Tenho procurado estabelecer objetivos para cada dia e, com algumas exceções vou conseguindo cumpri-los. É bem diferente estar sujeito às flutuações do humor e da vontade, de subjugar os apetites em proveito de um bem racionalmente percecionado como bom. É verdade que, no limite, ocasionalmente, deixo de lado objetivos e razões, mas, como regra, está bem assim.
Um desses objetivos passa por ler um livro por semana. É um objetivo difícil, sobretudo quando os dias estão cheios disto e daquilo, quando a mente anda ocupada e ler parece um luxo supérfluo. A verdade é que, quando algo se torna prioritário na nossa vida, lá damos uns encontrões aos nossos compromissos para que alguma coisa mais possa caber, como quem quer pôr mais um livro numa prateleira cheia. Em situações mais complicadas até viramos a nossa vida de pernas para o ar: visitas diárias e cuidado do pai ou mãe doentes, hemodiálise diária, fisioterapia, etc.
O caso do livro é bem mais prosaico e tranquilo.

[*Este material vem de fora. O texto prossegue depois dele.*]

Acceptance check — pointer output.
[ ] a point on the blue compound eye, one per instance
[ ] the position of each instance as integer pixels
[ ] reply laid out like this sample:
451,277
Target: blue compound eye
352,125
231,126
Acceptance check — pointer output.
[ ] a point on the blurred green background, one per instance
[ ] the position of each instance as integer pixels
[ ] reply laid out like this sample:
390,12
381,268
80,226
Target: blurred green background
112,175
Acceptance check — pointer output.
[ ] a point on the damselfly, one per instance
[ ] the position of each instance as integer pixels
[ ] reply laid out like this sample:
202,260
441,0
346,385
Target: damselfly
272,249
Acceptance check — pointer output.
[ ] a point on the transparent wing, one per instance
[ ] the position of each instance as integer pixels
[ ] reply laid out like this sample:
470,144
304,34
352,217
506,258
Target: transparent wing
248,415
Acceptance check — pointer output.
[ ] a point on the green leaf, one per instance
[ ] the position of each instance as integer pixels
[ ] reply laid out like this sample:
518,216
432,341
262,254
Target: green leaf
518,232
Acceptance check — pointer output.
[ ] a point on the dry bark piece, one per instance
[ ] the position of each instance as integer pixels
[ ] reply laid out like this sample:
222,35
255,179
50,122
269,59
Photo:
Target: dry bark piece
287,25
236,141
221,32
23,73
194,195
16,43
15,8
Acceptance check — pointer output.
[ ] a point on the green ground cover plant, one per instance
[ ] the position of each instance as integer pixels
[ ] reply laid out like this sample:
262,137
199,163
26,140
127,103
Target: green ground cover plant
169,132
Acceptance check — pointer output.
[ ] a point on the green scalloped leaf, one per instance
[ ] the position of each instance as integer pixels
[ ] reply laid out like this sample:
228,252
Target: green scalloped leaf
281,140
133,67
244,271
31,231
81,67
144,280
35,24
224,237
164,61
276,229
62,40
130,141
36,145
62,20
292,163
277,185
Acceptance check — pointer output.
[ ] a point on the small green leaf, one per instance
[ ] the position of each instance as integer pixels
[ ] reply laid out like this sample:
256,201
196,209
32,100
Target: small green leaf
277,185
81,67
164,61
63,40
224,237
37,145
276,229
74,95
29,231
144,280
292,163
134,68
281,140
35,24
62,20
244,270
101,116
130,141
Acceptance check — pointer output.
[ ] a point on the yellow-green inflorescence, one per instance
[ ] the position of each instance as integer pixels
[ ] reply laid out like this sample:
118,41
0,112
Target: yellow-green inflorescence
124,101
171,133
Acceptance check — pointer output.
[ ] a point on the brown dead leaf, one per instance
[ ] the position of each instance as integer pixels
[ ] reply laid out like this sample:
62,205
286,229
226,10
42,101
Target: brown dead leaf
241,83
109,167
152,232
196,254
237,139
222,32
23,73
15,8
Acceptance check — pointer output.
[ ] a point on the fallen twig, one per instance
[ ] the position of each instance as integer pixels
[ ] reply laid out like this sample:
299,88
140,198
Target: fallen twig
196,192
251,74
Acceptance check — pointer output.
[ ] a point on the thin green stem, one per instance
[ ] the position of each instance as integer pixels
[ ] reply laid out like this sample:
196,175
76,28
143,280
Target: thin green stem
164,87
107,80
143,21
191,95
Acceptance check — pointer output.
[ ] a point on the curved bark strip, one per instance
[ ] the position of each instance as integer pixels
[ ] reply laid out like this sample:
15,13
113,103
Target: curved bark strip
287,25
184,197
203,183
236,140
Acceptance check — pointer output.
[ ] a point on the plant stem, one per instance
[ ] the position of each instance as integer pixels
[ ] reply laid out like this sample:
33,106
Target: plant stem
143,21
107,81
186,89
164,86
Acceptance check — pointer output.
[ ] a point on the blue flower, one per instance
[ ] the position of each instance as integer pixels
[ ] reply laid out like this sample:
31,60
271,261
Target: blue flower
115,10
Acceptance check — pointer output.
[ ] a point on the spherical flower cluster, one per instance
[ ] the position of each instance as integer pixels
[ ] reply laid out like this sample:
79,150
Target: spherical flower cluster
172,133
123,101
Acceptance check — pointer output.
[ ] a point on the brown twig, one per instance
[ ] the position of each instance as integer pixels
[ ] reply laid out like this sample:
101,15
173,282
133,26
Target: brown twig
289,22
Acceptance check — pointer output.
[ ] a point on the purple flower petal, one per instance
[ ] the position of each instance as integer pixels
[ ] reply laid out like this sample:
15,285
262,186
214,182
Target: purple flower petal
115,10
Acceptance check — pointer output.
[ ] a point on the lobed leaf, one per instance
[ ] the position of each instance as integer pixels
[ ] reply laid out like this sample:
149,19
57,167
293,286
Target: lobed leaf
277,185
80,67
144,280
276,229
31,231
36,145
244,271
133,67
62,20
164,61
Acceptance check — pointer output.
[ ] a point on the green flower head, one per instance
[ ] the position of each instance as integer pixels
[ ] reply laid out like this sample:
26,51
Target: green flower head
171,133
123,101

Há uma semana, defini como objetivo ler um livro numa semana, dividi as páginas pelos dias e hoje terminei. Como quero cumprir o objetivo, olho para o dia com uma lupa à procura de todos os interstícios onde possa ler; levo o livro comigo para onde vou; divido o dia em três partes e obrigo-me a ler x páginas em cada uma dessas partes. É artificial? É, mas comigo a espontaneidade faz poucos milagres e o curioso é que mesmo que não me apeteça ler, o apetite vem depois de forçar um pouco o início.

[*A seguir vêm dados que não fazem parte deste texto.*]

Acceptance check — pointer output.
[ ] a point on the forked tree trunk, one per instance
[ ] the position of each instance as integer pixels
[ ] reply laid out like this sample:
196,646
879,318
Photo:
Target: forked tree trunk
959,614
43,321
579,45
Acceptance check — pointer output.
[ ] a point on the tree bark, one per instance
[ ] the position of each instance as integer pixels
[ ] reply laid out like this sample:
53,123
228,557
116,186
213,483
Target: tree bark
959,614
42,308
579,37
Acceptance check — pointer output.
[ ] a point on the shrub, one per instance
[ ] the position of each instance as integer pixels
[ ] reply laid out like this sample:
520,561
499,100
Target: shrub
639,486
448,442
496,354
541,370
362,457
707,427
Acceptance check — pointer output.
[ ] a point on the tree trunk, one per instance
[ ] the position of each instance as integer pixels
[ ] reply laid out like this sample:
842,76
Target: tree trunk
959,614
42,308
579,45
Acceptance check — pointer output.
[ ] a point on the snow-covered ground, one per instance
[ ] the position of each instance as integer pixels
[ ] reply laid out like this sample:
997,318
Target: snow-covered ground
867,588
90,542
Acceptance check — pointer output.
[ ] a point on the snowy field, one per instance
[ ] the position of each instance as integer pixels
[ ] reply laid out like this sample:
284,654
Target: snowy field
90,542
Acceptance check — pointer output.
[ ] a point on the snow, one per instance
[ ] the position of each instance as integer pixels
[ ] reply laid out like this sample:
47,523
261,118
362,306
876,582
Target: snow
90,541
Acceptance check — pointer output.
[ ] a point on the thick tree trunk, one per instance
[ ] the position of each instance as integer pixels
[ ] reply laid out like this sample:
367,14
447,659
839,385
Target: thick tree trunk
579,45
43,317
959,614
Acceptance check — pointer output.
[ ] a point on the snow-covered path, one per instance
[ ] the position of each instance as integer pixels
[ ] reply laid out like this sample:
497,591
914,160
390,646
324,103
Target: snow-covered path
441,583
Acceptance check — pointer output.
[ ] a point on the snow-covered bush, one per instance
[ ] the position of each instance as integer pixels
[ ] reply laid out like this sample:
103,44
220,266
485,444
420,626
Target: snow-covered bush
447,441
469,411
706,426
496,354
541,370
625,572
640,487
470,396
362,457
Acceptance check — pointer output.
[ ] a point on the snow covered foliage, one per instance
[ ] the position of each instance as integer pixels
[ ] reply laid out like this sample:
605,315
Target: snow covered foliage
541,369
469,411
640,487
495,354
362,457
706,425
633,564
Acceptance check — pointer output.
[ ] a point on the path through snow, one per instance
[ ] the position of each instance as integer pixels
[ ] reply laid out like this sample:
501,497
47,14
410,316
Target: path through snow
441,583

O livro que acabei de ler chama-se: Diário de um pároco de aldeia” do escritor francês Georges Bernanos, já comentado neste blogue pelo meu amigo padre Humberto Martins. Comprei-o há coisa de dez dias, em segunda mão, por dois euros e meio! É um livro arrebatador. Quando comecei, julguei que seriam notas adocicadas sobre um padre bondoso, ajudando os ignorantes aldeãos. Não. À medida que fui avançando, fiquei movido, tocado interiormente.
Encontrei reflexões profundas, provocadoras, desafiantes sobre a condição humana: o poder, a riqueza, a pobreza, os pobres, a miséria; a vida e a morte; as marcas que a educação e a infância imprimem no ser humano. Este jovem padre é uma alma apaixonada, mas simultaneamente atormentada entre a humildade da sua condição e a grandeza sublime da sua vocação. Pela boca de personagens com quem se cruza, desde um conde a um “motard” (daqueles tempos) saem reflexões intensas sobre a nossa condição humana.

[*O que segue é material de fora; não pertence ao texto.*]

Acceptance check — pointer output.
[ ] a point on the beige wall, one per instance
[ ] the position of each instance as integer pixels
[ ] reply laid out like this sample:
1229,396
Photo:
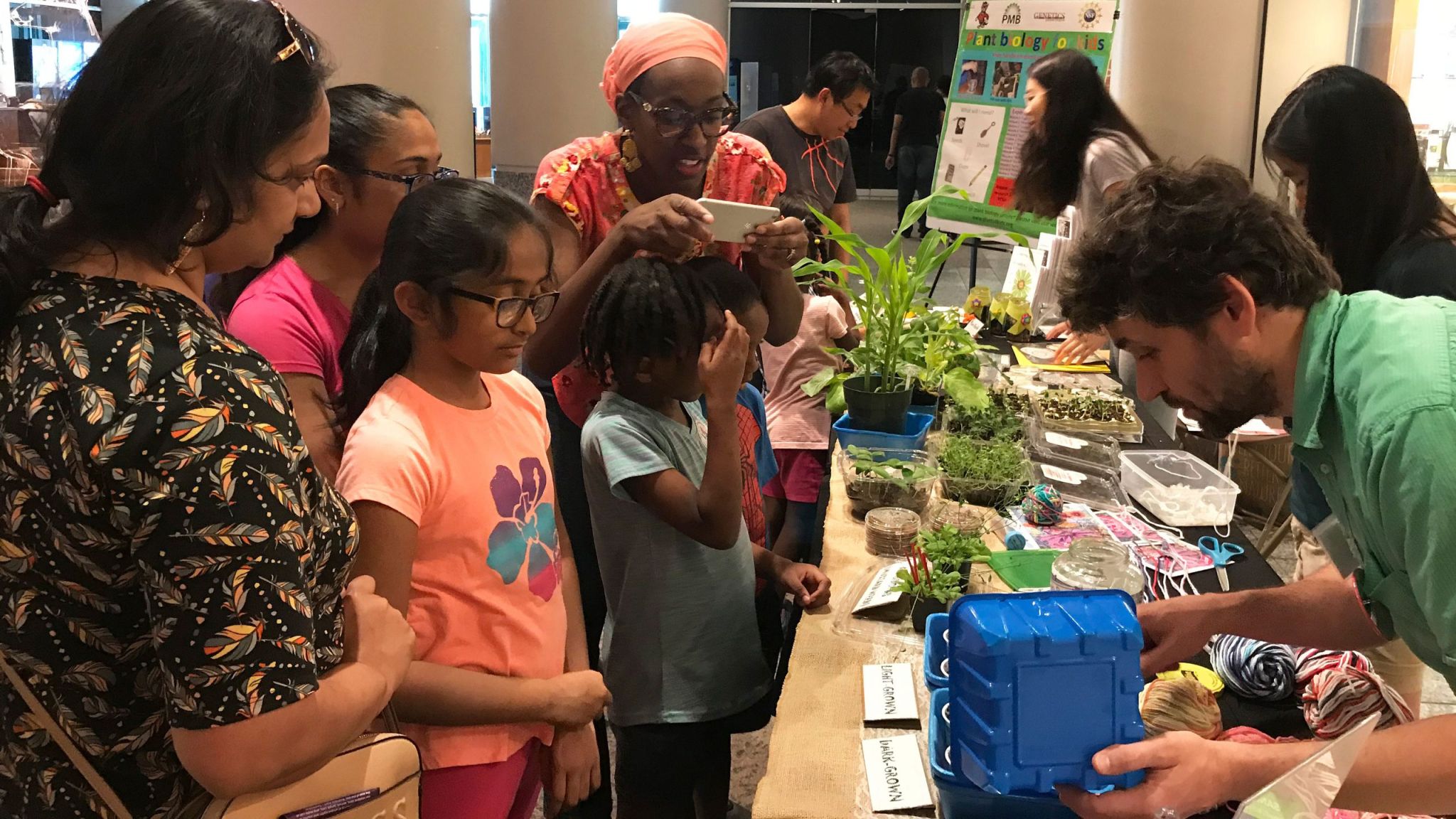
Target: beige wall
419,48
545,80
1186,73
1300,37
712,12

E talvez seja isso mesmo: mais que um “livro cristão”, que o é, trata-se um retrato lúcido, cru e ternurento sobre a nossa passagem pela terra nas suas vicissitudes. Não me é fácil encontrar livros que sejam “uplifting” mas este puxou-me bem para cima.
E, agora, aqui vai outro que já comecei, não sei se para uma semana se para quinze dias porque é volumoso: “Historia de los métodos de meditación no dual”. A ver vamos, como diria o cego.